Return Zero

Python: Simple Data Pipelines Optimization Tips

Mr Silva

I’ve been dipping my toes into pipelines for some time now, and I’ve learned some hard lessons along the way. This isn’t glamorous work, it’s plain, simple drudge work, the bottom-of-the-barrel, get-your-hands-dirty kind of stuff that nobody talks about in conference presentations

If you’re handling more than a million records per day (and trust me, that threshold comes faster than you think), these strategies will help you avoid the dreaded pipeline crashes, timeouts, and resource exhaustion that keep us up at night.

What I feel are “The Big Three”

  1. Making database integrations actually work with massive data volumes
  2. Speeding up delivery times (because nobody likes waiting)
  3. Smart data storage that won’t break the bank or your servers

Taming Large Data Volume Integrations

Picture this: You’re trying to process huge number of records, your database is groaning under the load, and suddenly everything grinds to a halt. Sound familiar? I’ve been there, and here’s what I learned.

The golden rule? Break it down into bite-sized pieces. And please, for the love of all that’s holy, avoid LIMIT and OFFSET – they’re performance killers at scale.

Method 1: Time-Based Chunking (The Hour-by-Hour Approach)

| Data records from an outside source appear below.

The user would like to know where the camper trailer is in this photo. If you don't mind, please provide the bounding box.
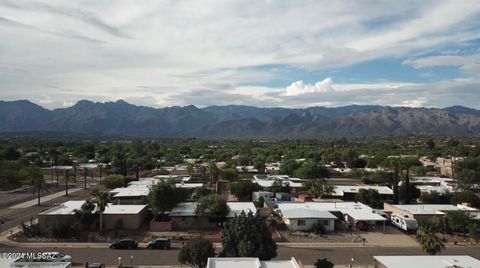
[390,214,418,232]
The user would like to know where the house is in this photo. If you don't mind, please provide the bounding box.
[38,200,85,231]
[206,257,304,268]
[373,255,480,268]
[278,202,386,230]
[332,185,393,201]
[383,203,480,222]
[281,208,337,232]
[170,202,257,230]
[103,205,147,230]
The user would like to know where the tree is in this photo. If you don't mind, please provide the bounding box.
[415,221,447,255]
[147,181,186,215]
[178,238,215,268]
[355,189,383,208]
[103,174,126,189]
[218,168,238,181]
[270,179,292,194]
[305,180,335,198]
[21,165,46,206]
[280,159,298,176]
[445,210,474,235]
[230,180,262,198]
[220,211,277,260]
[90,189,109,232]
[313,258,334,268]
[294,161,330,179]
[195,194,230,221]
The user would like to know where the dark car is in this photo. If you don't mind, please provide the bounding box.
[147,238,170,249]
[110,239,138,249]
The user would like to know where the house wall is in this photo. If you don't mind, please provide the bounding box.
[103,209,145,230]
[284,218,335,232]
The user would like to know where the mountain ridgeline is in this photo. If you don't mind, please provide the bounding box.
[0,100,480,139]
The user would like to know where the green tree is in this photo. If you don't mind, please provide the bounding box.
[230,180,262,198]
[313,258,334,268]
[415,221,447,255]
[147,181,187,215]
[355,189,383,208]
[195,194,230,221]
[20,165,47,206]
[280,159,298,176]
[90,189,109,232]
[103,174,126,189]
[220,212,277,260]
[305,180,335,198]
[218,168,238,181]
[178,238,215,268]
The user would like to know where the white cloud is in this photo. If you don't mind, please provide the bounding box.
[286,77,334,96]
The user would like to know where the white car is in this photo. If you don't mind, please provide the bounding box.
[40,252,72,262]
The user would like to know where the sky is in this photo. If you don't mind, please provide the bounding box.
[0,0,480,109]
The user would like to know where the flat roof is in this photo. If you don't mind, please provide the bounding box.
[207,257,300,268]
[282,208,337,219]
[38,200,85,215]
[103,205,147,214]
[373,255,480,268]
[333,185,393,196]
[278,202,386,221]
[391,204,469,215]
[170,202,257,218]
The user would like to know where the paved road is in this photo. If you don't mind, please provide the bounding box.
[0,246,480,265]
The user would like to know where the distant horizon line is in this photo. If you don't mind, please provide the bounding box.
[0,99,474,111]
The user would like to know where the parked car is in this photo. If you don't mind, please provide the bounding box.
[390,214,418,232]
[88,262,105,268]
[40,251,72,262]
[109,239,138,249]
[147,237,170,249]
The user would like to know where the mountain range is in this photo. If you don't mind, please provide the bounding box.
[0,100,480,139]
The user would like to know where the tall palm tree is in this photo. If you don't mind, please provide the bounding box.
[90,189,109,232]
[25,166,46,206]
[415,221,447,255]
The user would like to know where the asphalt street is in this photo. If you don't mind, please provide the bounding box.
[0,246,480,265]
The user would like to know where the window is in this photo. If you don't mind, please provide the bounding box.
[318,220,328,226]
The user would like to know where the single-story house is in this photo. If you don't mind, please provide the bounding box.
[373,255,480,268]
[103,205,147,230]
[278,201,386,231]
[332,185,393,201]
[383,203,480,222]
[207,257,304,268]
[282,208,337,232]
[38,200,85,231]
[170,202,257,230]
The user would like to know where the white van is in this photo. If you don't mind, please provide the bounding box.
[390,214,418,232]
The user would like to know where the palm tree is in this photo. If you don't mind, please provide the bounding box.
[24,166,46,206]
[415,221,447,255]
[90,189,109,232]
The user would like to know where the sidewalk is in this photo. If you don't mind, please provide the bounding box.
[8,188,83,209]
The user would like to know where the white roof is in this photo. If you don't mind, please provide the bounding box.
[227,202,257,218]
[373,255,480,268]
[253,180,303,188]
[207,258,300,268]
[333,185,393,196]
[282,208,337,219]
[170,202,257,218]
[110,187,150,197]
[415,185,453,194]
[278,202,386,221]
[175,182,203,189]
[392,204,471,215]
[39,200,85,215]
[103,205,147,214]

This is my go-to method when I need something that works reliably. Instead of trying to swallow an entire day’s worth of data in one gulp, I split it into hourly chunks.

Here’s how it looks for processing logs from September 1st, 2024:

-- Hour 1
SELECT * FROM logs WHERE updated_at BETWEEN '2024-09-01 00:00:00' AND '2024-09-01 00:59:59'

-- Hour 2  
SELECT * FROM logs WHERE updated_at BETWEEN '2024-09-01 01:00:00' AND '2024-09-01 01:59:59'

-- And so on... up to hour 24
SELECT * FROM logs WHERE updated_at BETWEEN '2024-09-01 23:00:00' AND '2024-09-01 23:59:59'

Why this works: Your database can actually breathe between queries, and you won’t get those nasty timeout errors.

The catch: Sometimes data isn’t evenly distributed. I once had a system that did bulk updates at 10 AM every day – guess which hour always took forever to process? 😅

Method 2: Primary Key Chunking (For When Data Gets Weird)

When time-based splitting doesn’t cut it (looking at you, uneven data distribution), I switch to this approach:

Step 1: Find all the IDs that were updated on your target date

SELECT id FROM logs WHERE DATE(updated_at) = '2024-09-01';

Step 2: Group them into manageable chunks (I like 1,000 records per batch)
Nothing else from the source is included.